Die Bundesländer sind Partner, aber auch Konkurrenten. Mit unterschiedlichen Messlatten zudem. Karin Mietke musste im Genehmigungsverfahren gleich drei Behörden zufrieden stellen. Und während ihr Hotel in Sachsen „Boot“ heißt, nennt sich das Brandenburger Folgemodell – eine Tauchschule samt Beachbar am Gräbendorfer See – „Haus“. Dort ist alles zum Ansturm bereitet, selbst ein Beachvolleybaldfeld gibt es auf dem feinen Sandstrand, auch wenn es bei hohem Wasserstand gespült wird. Bald wird der Extagbau freigegeben, als einer der ersten nach „Dresdens Badewanne“, der Grube Niemtsch, die schon 1973 zum Senftenberger See wurde. Ein Stück Brandenburg für die Sachsen – der IBA sind derlei Befindlichkeiten egal; Wasserhotels nennt sie salomonisch „schwimmende Architektur“. Ob sie tatsächlich Massen anlocken? Für Karin Mietke sind Risiken kein Indikator für Machbarkeit. Ohne Abenteuer, sie streicht sich eine gefärbte Strähne aus der Stirn, „macht’s doch keinen Spaß“. Doch die Grenze zwischen Abenteuer und Illusion ist fließend. Wie in Plessa. Auch am Westrand des Seenlands will man hoch hinaus. Höher als der Schornstein des Braunkohlekraftwerks. Allein sein Erhalt verschlingt mit 1,5 Millionen Euro ein Drittel aller Fördergelder für den Wandel zum Erlebnispark aus Technodisko, Museum, Arbeit. Zur Eröffnung gibt es Wurst und Reden und eine Heimatband mit Heimorgel. Doch gegenüber der Bühne wird er wieder geübt, jener Spagat des Wandels. Ein Teil der riesigen Werkhalle ist saniert, der andere ruiniert, in der Mitte baute die IBA eine Mauer. Zur Sicherheit. Davor stoßen die Illusionen aufeinander, eine trügerische, eine geplatzte: Gewerbe wolle man anlocken, sagt die Projektleiterin feierlich, zur Produktion von Biodiesel etwa. „Hier hab ich gelernt“, flüstert daneben ein Frührentner mit Nelke im Revers, „jetzt ist alles kaputt“. Die meisten Besucher an diesem Maifeiertag sind Entlassene wie er. Wie gesagt: Die Industrie um uns stirbt schneller als die in uns. Und auf dem Weg entstehen Träume vom Ferienparadies mit Tagbauromantik.
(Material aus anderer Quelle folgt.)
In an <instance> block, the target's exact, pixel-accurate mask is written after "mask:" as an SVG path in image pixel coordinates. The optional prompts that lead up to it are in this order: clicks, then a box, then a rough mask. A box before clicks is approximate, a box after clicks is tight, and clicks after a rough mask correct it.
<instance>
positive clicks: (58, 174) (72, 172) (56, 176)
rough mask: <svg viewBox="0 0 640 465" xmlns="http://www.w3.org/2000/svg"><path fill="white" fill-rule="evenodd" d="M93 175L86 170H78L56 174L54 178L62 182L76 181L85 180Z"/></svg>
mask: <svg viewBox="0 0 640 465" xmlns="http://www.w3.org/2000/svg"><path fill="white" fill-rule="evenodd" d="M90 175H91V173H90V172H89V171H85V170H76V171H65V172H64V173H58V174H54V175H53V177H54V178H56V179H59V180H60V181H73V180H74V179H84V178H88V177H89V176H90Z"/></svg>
Sie speisen sich aus dem Glauben an einen Boom regionaler Reiseziele, den man sich in Zeiten leerer Geldbörsen und des Klimawandels erhofft. Wenn neben Badespaß noch Industriekultur geboten wird – umso besser. Es ist das Nebeneinander von alter Arbeit und neuem Entertainment, aus dem das Gebiet sein Flair bezieht. In Lichterfeld können Urlauber schon bald ihre Zelte unterhalb der ausgedienten Förderbrücke F 60 aufschlagen. Campen unterm Koloss vom Gewicht des Eifelturms, nur länger, dafür liegend. Ein absurdes, aufregendes Ambiente. Auch hier wird geflutet, der Bergheider See. Auch hier sind schwimmende Hotels geplant. Es geht um Landmarken, Wiedererkennungswert, Charakter. Gott, so lautet ein Sprichwort, schuf die Lausitz und der Teufel legte die Kohle drunter. Jetzt, wo sie der Mensch kaum noch braucht, kippt er Wasser drauf und Gott hat seine Lausitz wieder. So hofft man im Seenland.